Wenn ich auf der Harfe die Begleitung spiele, so hört man den 2. Nachschlag kaum noch, weil ich ihn zu schwach spiele. Seit ich dies bemerkte, bin ich bemüht den 2. Nachschlag wieder etwas lauter zu spielen. Dies merkt man selber nur, wenn man sich aufnimmt und dann anhört.

Wie und wann spielst Du Bassläufe?

Ohne zu spielen, ist es schwierig darüber etwas zu sagen. Man sollte aber nicht einfach irgenwo Bassläufe hineinspielen um zu zeigen, wie gut man spielen kann. Ich gehe mit Bassläufen eher sparsam um.

» Ohne zu spielen, ist es schwierig darüber etwas zu sagen. «

Gibst Du einer bestimmten Besetzung den Vorzug?

Mir gefällt jede Besetzung gut, wenn gut musiziert wird. Für mich ist Volksmusik, wenn der Musikant gebraucht wird. Das kann eine Beerdigung sein oder eine Hochzeit, ein Fest oder irgend etwas.

Kann man das Musizieren in der Volksmusik lernen?

Die Technik ja, das Spielen muss man in Erfahrung bringen. Man lernt es vor allem durch das Mitspielen.

Hast Du alte Instrumente?

Mein Vater hatte eine Kontragitarre mit vier Bässen. Der Boden war aus Vogelahorn und die Decke aus Fichte. Nachdem die Gitarre eine Woche in einem feuchten Raum war, löste sich der Knochenleim auf. Die Gitarre war völlig zerstückelt und natürlich unspielbar. Robert Eibl reparierte die Gitarre und so besitze ich jetzt eine Rarität. Meine zweite Kontragitarre ist von Robert Eibl gebaut.

über Instrumente fällt mir noch eine Geschichte mit Sepp Eibl ein. Früher, vor etwa dreißig Jahren fuhr ich mit Sepp Eibl öfters weg.

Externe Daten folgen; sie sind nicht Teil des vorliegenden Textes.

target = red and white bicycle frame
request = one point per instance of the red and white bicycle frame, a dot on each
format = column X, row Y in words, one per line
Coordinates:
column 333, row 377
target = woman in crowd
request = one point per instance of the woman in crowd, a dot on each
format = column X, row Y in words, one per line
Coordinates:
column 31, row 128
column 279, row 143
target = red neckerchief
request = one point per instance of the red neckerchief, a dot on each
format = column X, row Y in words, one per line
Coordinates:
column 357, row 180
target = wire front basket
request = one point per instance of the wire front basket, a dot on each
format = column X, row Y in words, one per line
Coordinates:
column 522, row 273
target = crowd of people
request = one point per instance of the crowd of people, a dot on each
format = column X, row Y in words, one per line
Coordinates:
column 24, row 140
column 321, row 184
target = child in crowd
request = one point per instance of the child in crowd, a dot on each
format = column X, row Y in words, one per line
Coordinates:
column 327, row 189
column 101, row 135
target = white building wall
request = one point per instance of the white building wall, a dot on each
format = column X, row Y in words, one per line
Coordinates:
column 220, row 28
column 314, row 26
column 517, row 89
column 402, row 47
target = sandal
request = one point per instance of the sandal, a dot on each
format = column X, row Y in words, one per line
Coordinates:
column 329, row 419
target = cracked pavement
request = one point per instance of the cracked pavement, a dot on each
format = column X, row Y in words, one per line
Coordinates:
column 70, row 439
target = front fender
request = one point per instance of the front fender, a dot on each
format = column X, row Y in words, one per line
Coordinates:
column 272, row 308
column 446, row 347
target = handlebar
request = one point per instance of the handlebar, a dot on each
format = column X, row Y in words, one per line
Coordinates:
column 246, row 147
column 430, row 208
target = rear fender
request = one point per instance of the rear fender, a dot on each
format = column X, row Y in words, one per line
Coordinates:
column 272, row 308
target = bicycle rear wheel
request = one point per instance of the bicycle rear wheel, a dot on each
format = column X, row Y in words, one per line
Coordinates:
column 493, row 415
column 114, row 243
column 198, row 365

Einmal besuchten wir einen Bergbauer in Gerlosberg. Wir trafen ihn auf dem Feld beim Mähen und setzten uns dann vor das Haus und tranken Wein. Dieser Bauer und Sepp Eibl kannten sich nicht. Vor Jahren hat aber Sepp Eibl erfahren, dass dieser Bauer gut Geige spielen konnte, aber keine Geige mehr hat. Sepp Eibl schickte ihm per Post ein Geige zu. Jetzt war dies also das erste Mal dass sich die beiden trafen. Sepp Eibl fragte ihn dann, ob er noch Geige spielt? Er sagte dann auf zillertalerisch: "Ja, hätt i bald nimmer spielen können, weil meine kaputt war, und dann krieg i von einem gewissen Eibl per Post eine neue Geige g'schenkt."
So viel ich weiß ist der Zillertaler Hochzeitsmarsch von diesem Geiger. Später spielte er mit seinen zwei Enkeln, zu meiner Überraschung, auf meiner Hochzeit. Es war eine unbeschreiblich schöne und herrliche Musik.

Interview: René Senn
Das Gespräch wurde am 06.08.1992 in Neufarn aufgenommen.